The latest 2013 Range Rover Sport gains fresh alloy wheels, red brake callipers for the Supercharged variants, a fresh interior colour palette and five new exterior shades, as well as a carbon fibre veneer pack for the dashboard and centre console. Nothing radical there but buyers of these kinds of vehicles seem to prefer subtle updates – the old Range Rover was still selling strongly right at the end of its ten-year lifecycle, thanks in no small part to Land Rover’s policy of evolutionary tweaks.

The latest changes follow the addition of a High-Ice Harmon Kardon system for the 2012 model year Range Rover Sport. This systems delivers 380W of sound and brings with it 11 speakers, or you can specify a premium Harmon Kardon Logic system which produces 825W and means 17 speakers.
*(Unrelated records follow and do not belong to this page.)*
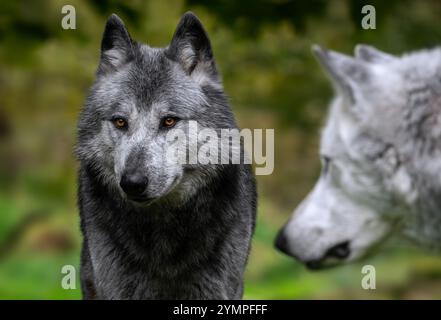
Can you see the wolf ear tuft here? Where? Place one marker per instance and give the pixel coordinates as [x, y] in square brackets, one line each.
[371, 54]
[348, 74]
[116, 45]
[191, 48]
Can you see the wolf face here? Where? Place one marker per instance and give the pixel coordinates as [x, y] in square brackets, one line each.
[140, 94]
[378, 139]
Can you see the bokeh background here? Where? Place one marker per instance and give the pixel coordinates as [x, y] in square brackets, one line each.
[263, 52]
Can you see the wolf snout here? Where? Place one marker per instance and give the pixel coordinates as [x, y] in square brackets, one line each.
[134, 185]
[281, 242]
[330, 256]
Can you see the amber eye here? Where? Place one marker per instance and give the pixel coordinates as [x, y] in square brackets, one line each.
[120, 123]
[169, 122]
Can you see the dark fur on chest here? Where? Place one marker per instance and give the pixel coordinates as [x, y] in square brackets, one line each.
[195, 250]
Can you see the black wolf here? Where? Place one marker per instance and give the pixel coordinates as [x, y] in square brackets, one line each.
[152, 229]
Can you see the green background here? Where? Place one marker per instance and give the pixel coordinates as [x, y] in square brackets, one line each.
[263, 52]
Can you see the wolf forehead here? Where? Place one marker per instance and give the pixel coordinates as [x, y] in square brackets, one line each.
[151, 77]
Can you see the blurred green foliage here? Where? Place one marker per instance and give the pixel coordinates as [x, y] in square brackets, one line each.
[263, 52]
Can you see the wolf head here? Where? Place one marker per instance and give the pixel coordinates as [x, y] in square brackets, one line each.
[374, 141]
[140, 94]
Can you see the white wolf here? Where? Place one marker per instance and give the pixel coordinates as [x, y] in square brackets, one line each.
[381, 156]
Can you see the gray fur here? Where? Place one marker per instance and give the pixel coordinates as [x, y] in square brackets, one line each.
[381, 148]
[191, 239]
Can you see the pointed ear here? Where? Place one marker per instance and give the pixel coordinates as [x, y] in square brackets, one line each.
[371, 54]
[191, 48]
[116, 46]
[348, 74]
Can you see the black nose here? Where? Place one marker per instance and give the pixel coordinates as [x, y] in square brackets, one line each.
[134, 185]
[281, 242]
[339, 251]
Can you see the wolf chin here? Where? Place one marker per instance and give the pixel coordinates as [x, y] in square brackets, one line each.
[154, 229]
[380, 151]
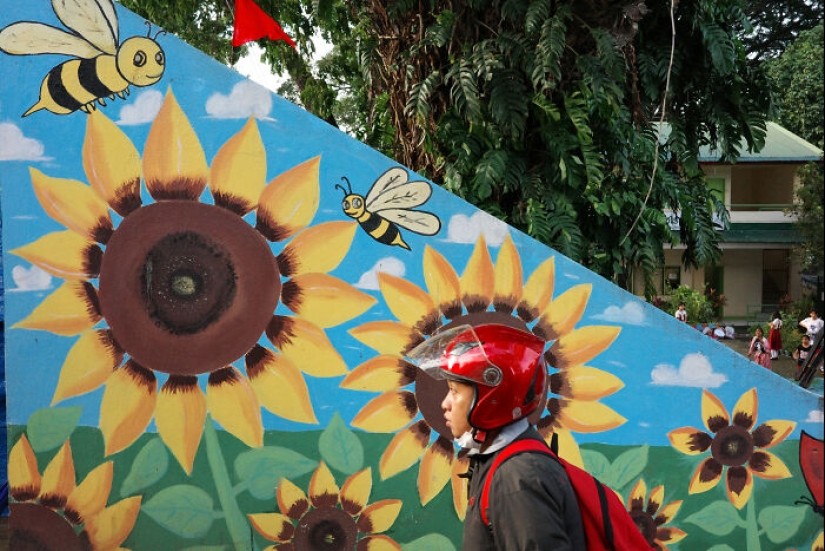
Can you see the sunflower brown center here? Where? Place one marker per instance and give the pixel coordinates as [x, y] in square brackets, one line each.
[186, 287]
[326, 529]
[732, 446]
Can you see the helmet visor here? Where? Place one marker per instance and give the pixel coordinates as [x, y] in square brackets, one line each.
[447, 355]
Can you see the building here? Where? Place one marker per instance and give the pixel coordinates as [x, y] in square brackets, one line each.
[757, 268]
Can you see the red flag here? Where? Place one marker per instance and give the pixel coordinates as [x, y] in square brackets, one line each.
[252, 23]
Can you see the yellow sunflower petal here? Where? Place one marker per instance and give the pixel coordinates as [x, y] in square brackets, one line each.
[387, 337]
[273, 526]
[380, 374]
[378, 542]
[292, 501]
[238, 172]
[387, 412]
[706, 476]
[584, 383]
[768, 466]
[739, 485]
[174, 165]
[232, 402]
[689, 440]
[24, 476]
[442, 283]
[70, 310]
[668, 512]
[379, 516]
[459, 484]
[538, 291]
[745, 410]
[279, 385]
[407, 302]
[404, 449]
[91, 360]
[289, 202]
[772, 433]
[112, 525]
[111, 163]
[91, 495]
[180, 414]
[636, 499]
[306, 346]
[317, 249]
[355, 493]
[127, 406]
[64, 254]
[435, 469]
[73, 204]
[584, 416]
[478, 279]
[58, 478]
[581, 345]
[508, 277]
[324, 300]
[563, 313]
[714, 414]
[323, 491]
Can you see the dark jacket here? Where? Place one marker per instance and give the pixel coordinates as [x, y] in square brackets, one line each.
[532, 505]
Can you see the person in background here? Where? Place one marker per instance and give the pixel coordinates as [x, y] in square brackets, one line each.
[775, 335]
[760, 349]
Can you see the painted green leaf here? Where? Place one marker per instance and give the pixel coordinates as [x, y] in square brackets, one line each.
[262, 468]
[719, 518]
[781, 522]
[149, 466]
[597, 464]
[340, 448]
[628, 466]
[430, 542]
[181, 509]
[48, 428]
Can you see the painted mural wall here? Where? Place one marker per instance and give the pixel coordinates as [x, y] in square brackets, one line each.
[209, 294]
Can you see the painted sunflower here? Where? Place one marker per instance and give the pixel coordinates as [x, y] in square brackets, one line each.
[53, 513]
[735, 445]
[651, 518]
[330, 519]
[185, 287]
[485, 293]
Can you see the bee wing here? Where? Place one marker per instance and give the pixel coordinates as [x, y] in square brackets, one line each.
[26, 38]
[94, 20]
[416, 221]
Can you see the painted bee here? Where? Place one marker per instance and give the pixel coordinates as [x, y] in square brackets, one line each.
[102, 67]
[389, 202]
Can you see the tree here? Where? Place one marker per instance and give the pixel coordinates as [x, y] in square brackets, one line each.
[541, 112]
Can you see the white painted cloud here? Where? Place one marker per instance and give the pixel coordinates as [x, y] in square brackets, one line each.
[388, 265]
[247, 99]
[142, 110]
[467, 229]
[694, 371]
[32, 279]
[815, 416]
[14, 146]
[631, 313]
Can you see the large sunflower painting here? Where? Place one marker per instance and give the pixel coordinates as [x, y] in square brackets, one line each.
[486, 292]
[177, 287]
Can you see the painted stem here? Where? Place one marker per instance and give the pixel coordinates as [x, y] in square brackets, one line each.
[235, 519]
[752, 528]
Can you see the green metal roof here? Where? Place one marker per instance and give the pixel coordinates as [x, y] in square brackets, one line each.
[781, 146]
[761, 233]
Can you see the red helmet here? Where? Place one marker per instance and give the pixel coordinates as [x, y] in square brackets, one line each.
[504, 364]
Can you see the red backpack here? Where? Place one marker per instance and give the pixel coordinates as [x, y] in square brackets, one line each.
[607, 524]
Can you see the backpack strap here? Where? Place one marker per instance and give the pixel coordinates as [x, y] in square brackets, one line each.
[515, 448]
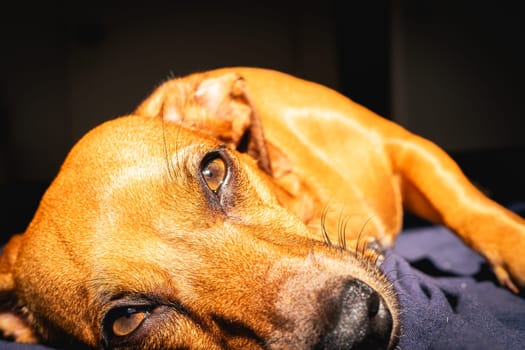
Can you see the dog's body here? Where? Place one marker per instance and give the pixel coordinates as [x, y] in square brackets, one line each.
[198, 223]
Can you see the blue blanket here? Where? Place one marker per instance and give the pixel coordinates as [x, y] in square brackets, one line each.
[449, 297]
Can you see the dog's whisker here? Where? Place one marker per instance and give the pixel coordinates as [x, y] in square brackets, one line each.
[340, 233]
[326, 238]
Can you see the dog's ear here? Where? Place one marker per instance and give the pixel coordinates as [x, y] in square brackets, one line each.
[13, 324]
[216, 105]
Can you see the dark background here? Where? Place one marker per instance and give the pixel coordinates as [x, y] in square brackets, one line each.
[449, 71]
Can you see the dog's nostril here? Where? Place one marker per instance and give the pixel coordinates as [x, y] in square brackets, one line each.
[363, 320]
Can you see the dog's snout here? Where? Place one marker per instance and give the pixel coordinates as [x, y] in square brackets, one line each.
[357, 319]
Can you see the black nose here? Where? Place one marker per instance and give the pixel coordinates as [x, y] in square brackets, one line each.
[363, 320]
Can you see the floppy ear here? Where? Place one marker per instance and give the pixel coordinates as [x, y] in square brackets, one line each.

You also get a 7-inch touchscreen, to which you can add the option of Dual View technology, allowing the driver to view the navigational display and the passenger to watch a DVD. There’s also a hard disc drive music server and Land Rover’s ‘Say What You See’ voice recognition system, which includes screen prompts.

The biggest selling engine in the UK market is the 3.0-litre V6 turbo diesel which Jaguar Land Rover buys in from a Ford and PSA powertrain joint venture. There’s a choice of outputs (211PS and 520Nm or 256PS and 600Nm) with CO2 emissions of 224g/km and 230g/km respectively. Both these engines mean a standard eight-speed ZF automatic gearbox but for markets where EU4 emissions regulations remain in force, a 245PS 3.0-litre with six-speed transmission is fitted.

If you don’t want diesel power, there’s a naturally aspirated 5.0-litre petrol V8 which produces 375PS with 510Nm torque, or a supercharged unit of the same capacity which delivers 510PS with 625Nm torque. CO2 emissions are 327g/km and 348g/km respectively. Both petrol engines drive through a six-speed auto transmission, and gears are selected by the rotary gear shifter and steering wheel paddle shift.

So what’s next for the Range Rover Sport? The second generation model should share not just engines but also an aluminium architecture with the new Range Rover. That vehicle saw a weight saving of 400+kg over the previous generation model, so expect a similarly dramatic number from the next Sport.

Land Rover revealed a prototype Range Rover Sport plug-in diesel-electric hybrid at the Geneva motor show in March 2011, so we’ll likely see that powertrain in project L494, next year’s second generation model. The concept, which was called ‘Range_e’, was claimed to be able to travel 20 miles on electric power alone, with its batteries charged either from the mains or via the vehicle’s 3.0-litre V6 diesel engine. The same unit should also appear in the new Range Rover later in 2013.